オルカの休日
※途中まで
俺は落下している。上下が反転し、空に向かって真っ逆さまに落ちていく。いつの間にか箒は手を離れ、30m程先を同じ速度で落ちている。強風に頭を殴られるような感覚と生暖かい大気に包まれ、ああ以前にもこんな事が何度かあったと思い出す。一度目は人生に嫌気が差し、この際潔く自害しようとオルキナの空をぐるりと囲んでいる空中回廊エブルから降り立ち、その眼下に広がる猛々しい崖を目掛けて身を投げた日である。あの頃の俺は常に鬱屈した精神を抱え、努力の全てが無に帰され研究成果も乏しく、目に映る景色の全てがどんよりとした灰色に見えていた。冷静になって振り返ってみればあれは所謂、暗黒時代であり、あの日の俺はどう考えても気が触れていた。二度目は唯一無二の友であり恩人でもあるアルバに、今まさに恩を返そうと意気込み、彼の住む屋敷へ降り立とうと蓮沼の庭へ落下した日である。あれは、不慮の事故であった。落下した先で出会った少女は、今や自分の一番弟子である。ライラをこの目に映したあの日こそが、あらゆる好転の兆しであり、人生に陽が差した瞬間であった。彼女との出会いは俺の一生における大きな財産と言っても過言ではないだろう。現状俺は死のうという気など微塵も芽生えず悠々と穏やかな日々を謳歌している。いやはや、人生何が起こるか分からない。そして三度目の今日、俺が空へ落下している理由といえば、勿論自殺などではない。今回の目的は特殊な魔法薬の材料採取である。このオルキナ上空には宙に浮かぶ孤島が幾つも点在しており、その数は未だ特定されていない。遥か昔、ある魔法使いの襲来によってこの辺一帯の重力磁場が大きく変化し、その際砕けた岩石が個々に強力な磁力を持ったことにより、浮かぶ孤島が多数形成されたという。それぞれが一つの星のように多種多様な性質を持ち、全く違う天候で成り立っているためオルキナでは見られない特殊な薬草や、全く異なる性質を持つ同種の動物が多く育つ。空の孤島は一般的に惑星と呼ばれ、物好きな探検家や魔道士達の狩場となっている。今回の目当ては、とある碧色の鉱石である。惑星の壁を形成している大きな崖に埋もれていると噂されており、オルキナ周辺の鉱山では手に入らない一級品だ。採取道具はユランドの店で良質な物を購入してある。彼は、俺を含む知人には友人価格だといって商品を安価で提供しているという人情深い男だ。また、俺も彼からの頼みであれば他の依頼を淘汰してでも優先的に引き受けることにしている。俺達の友情の半分は、お互いに得られる大きな利益でもって成り立っているといえるだろう。風に乗って下降していると、波のように聳え立つアレグラ山脈が見えてくる。箒を呼び寄せ片手に掴み、そのまま上昇気流に乗って北の方角まで急カーブで曲がる。勢いをつけて突っ切るようにして分厚い雲を抜ければ、色鮮やかな惑星群が見えてくる。手前に見える青い宝石のような見た目の惑星はf_39。その奥のオレンジ色に光を放ち瞬く球体の惑星はE_224。一際目立つ大きさで、岩石の様にゴツゴツとした岩肌の壁に囲まれた一番離れた惑星、あれこそが例の目当てであるb_0901である。
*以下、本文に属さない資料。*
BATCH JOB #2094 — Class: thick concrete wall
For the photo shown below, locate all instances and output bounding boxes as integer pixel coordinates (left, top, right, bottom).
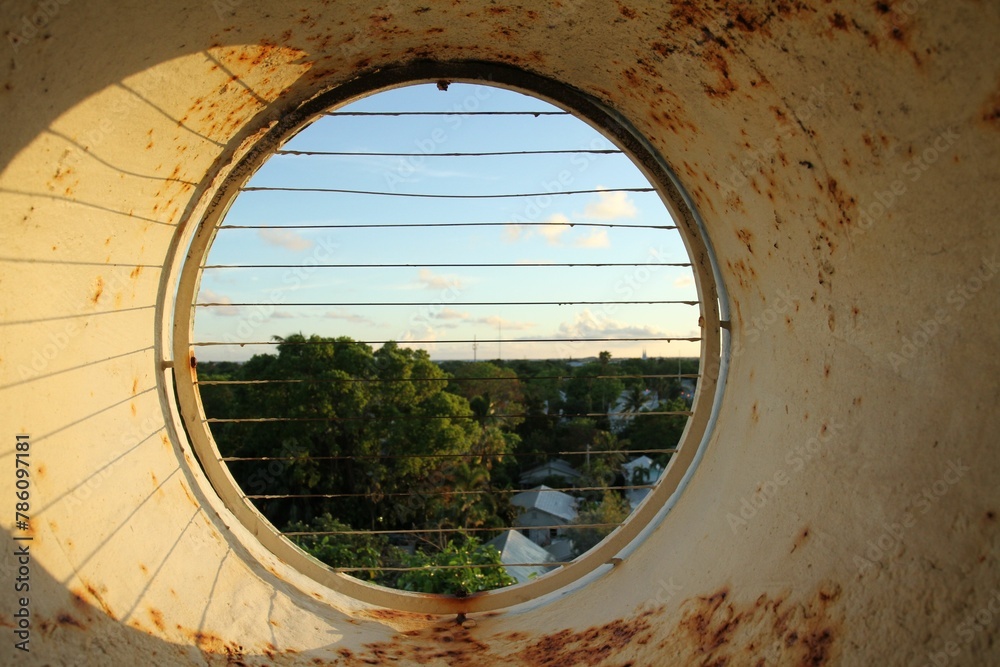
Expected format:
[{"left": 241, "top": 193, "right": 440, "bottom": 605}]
[{"left": 0, "top": 0, "right": 1000, "bottom": 665}]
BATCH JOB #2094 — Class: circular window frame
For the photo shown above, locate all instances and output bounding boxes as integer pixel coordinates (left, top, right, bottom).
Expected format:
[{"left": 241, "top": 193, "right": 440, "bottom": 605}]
[{"left": 168, "top": 62, "right": 725, "bottom": 614}]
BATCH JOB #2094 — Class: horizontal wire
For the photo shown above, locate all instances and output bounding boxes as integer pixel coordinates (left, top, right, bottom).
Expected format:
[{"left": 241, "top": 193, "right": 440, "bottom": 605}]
[
  {"left": 194, "top": 299, "right": 701, "bottom": 310},
  {"left": 274, "top": 148, "right": 621, "bottom": 157},
  {"left": 330, "top": 561, "right": 571, "bottom": 573},
  {"left": 240, "top": 186, "right": 656, "bottom": 199},
  {"left": 283, "top": 523, "right": 622, "bottom": 540},
  {"left": 201, "top": 262, "right": 691, "bottom": 271},
  {"left": 322, "top": 111, "right": 573, "bottom": 117},
  {"left": 205, "top": 410, "right": 694, "bottom": 426},
  {"left": 191, "top": 336, "right": 701, "bottom": 347},
  {"left": 218, "top": 220, "right": 672, "bottom": 232},
  {"left": 225, "top": 447, "right": 680, "bottom": 463},
  {"left": 244, "top": 484, "right": 656, "bottom": 500},
  {"left": 194, "top": 374, "right": 701, "bottom": 385}
]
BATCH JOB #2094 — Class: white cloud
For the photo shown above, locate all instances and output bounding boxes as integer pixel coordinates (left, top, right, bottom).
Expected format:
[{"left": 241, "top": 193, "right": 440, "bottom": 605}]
[
  {"left": 257, "top": 229, "right": 316, "bottom": 252},
  {"left": 559, "top": 308, "right": 669, "bottom": 338},
  {"left": 323, "top": 310, "right": 375, "bottom": 325},
  {"left": 472, "top": 315, "right": 535, "bottom": 331},
  {"left": 417, "top": 269, "right": 465, "bottom": 289},
  {"left": 573, "top": 229, "right": 611, "bottom": 248},
  {"left": 198, "top": 289, "right": 240, "bottom": 317},
  {"left": 434, "top": 308, "right": 469, "bottom": 320},
  {"left": 583, "top": 188, "right": 637, "bottom": 220}
]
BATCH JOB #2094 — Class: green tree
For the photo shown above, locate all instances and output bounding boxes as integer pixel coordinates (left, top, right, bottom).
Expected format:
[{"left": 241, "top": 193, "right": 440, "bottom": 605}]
[
  {"left": 284, "top": 514, "right": 400, "bottom": 581},
  {"left": 568, "top": 490, "right": 631, "bottom": 554},
  {"left": 396, "top": 537, "right": 517, "bottom": 597}
]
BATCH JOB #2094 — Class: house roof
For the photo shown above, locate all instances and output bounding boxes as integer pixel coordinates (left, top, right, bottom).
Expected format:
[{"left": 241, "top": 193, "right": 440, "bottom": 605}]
[
  {"left": 521, "top": 459, "right": 581, "bottom": 480},
  {"left": 510, "top": 484, "right": 576, "bottom": 521},
  {"left": 622, "top": 455, "right": 653, "bottom": 471},
  {"left": 486, "top": 530, "right": 552, "bottom": 584}
]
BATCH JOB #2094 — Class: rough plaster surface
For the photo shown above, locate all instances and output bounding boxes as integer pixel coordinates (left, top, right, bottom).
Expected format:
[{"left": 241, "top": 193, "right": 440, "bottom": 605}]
[{"left": 0, "top": 0, "right": 1000, "bottom": 665}]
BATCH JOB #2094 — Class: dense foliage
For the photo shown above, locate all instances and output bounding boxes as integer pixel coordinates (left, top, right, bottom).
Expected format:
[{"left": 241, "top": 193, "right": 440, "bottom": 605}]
[{"left": 199, "top": 334, "right": 697, "bottom": 595}]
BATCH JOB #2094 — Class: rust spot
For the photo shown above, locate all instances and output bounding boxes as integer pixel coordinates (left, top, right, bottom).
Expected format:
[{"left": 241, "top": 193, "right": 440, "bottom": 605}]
[
  {"left": 90, "top": 277, "right": 104, "bottom": 305},
  {"left": 518, "top": 607, "right": 663, "bottom": 667},
  {"left": 789, "top": 526, "right": 809, "bottom": 553},
  {"left": 148, "top": 607, "right": 167, "bottom": 632},
  {"left": 981, "top": 78, "right": 1000, "bottom": 128},
  {"left": 56, "top": 612, "right": 86, "bottom": 630},
  {"left": 736, "top": 227, "right": 753, "bottom": 255},
  {"left": 618, "top": 2, "right": 638, "bottom": 19},
  {"left": 181, "top": 482, "right": 200, "bottom": 507},
  {"left": 661, "top": 584, "right": 841, "bottom": 666}
]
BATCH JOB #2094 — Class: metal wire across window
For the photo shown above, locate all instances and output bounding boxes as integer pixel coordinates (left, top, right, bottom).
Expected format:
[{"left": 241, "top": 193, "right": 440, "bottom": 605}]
[{"left": 170, "top": 64, "right": 717, "bottom": 616}]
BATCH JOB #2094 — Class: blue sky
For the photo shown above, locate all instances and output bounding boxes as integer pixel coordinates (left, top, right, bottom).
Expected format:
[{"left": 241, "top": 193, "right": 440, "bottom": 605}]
[{"left": 195, "top": 83, "right": 698, "bottom": 360}]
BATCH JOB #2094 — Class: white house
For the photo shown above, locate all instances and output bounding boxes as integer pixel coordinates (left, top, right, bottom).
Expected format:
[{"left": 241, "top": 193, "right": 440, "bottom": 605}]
[
  {"left": 510, "top": 485, "right": 577, "bottom": 547},
  {"left": 622, "top": 455, "right": 663, "bottom": 510},
  {"left": 520, "top": 459, "right": 581, "bottom": 487},
  {"left": 486, "top": 530, "right": 552, "bottom": 584}
]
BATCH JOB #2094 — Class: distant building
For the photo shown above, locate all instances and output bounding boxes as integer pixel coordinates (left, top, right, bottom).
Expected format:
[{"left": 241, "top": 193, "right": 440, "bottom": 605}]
[
  {"left": 608, "top": 389, "right": 660, "bottom": 433},
  {"left": 520, "top": 459, "right": 582, "bottom": 488},
  {"left": 486, "top": 530, "right": 553, "bottom": 584},
  {"left": 622, "top": 456, "right": 663, "bottom": 510},
  {"left": 510, "top": 485, "right": 577, "bottom": 547}
]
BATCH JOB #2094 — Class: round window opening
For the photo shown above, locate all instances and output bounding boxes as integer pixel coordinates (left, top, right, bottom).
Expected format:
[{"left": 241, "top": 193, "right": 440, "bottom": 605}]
[{"left": 174, "top": 65, "right": 720, "bottom": 613}]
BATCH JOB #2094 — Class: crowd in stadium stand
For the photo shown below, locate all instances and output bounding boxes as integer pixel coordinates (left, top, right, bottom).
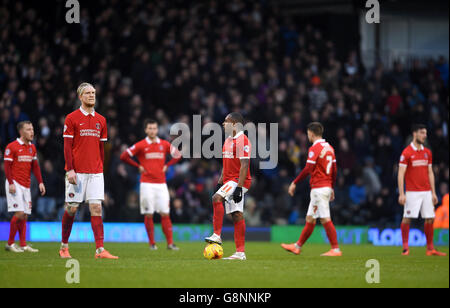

近づけば強い重力に引っ張られ地面に叩きつけられかねない為、俺は箒に足を掛けゆっくりと惑星へ向けて下降した。ブーツの踵が地面に着く。箒を縄で縛り肩から下げる。採取道具を直ぐに取り出し易いよう、鞄を半分開いておく。ポケットから探査機を取り出すと針は東を差している。揺れる針を見ながら慎重に進む。地表はゴツゴツした岩で出来ており歩きづらい。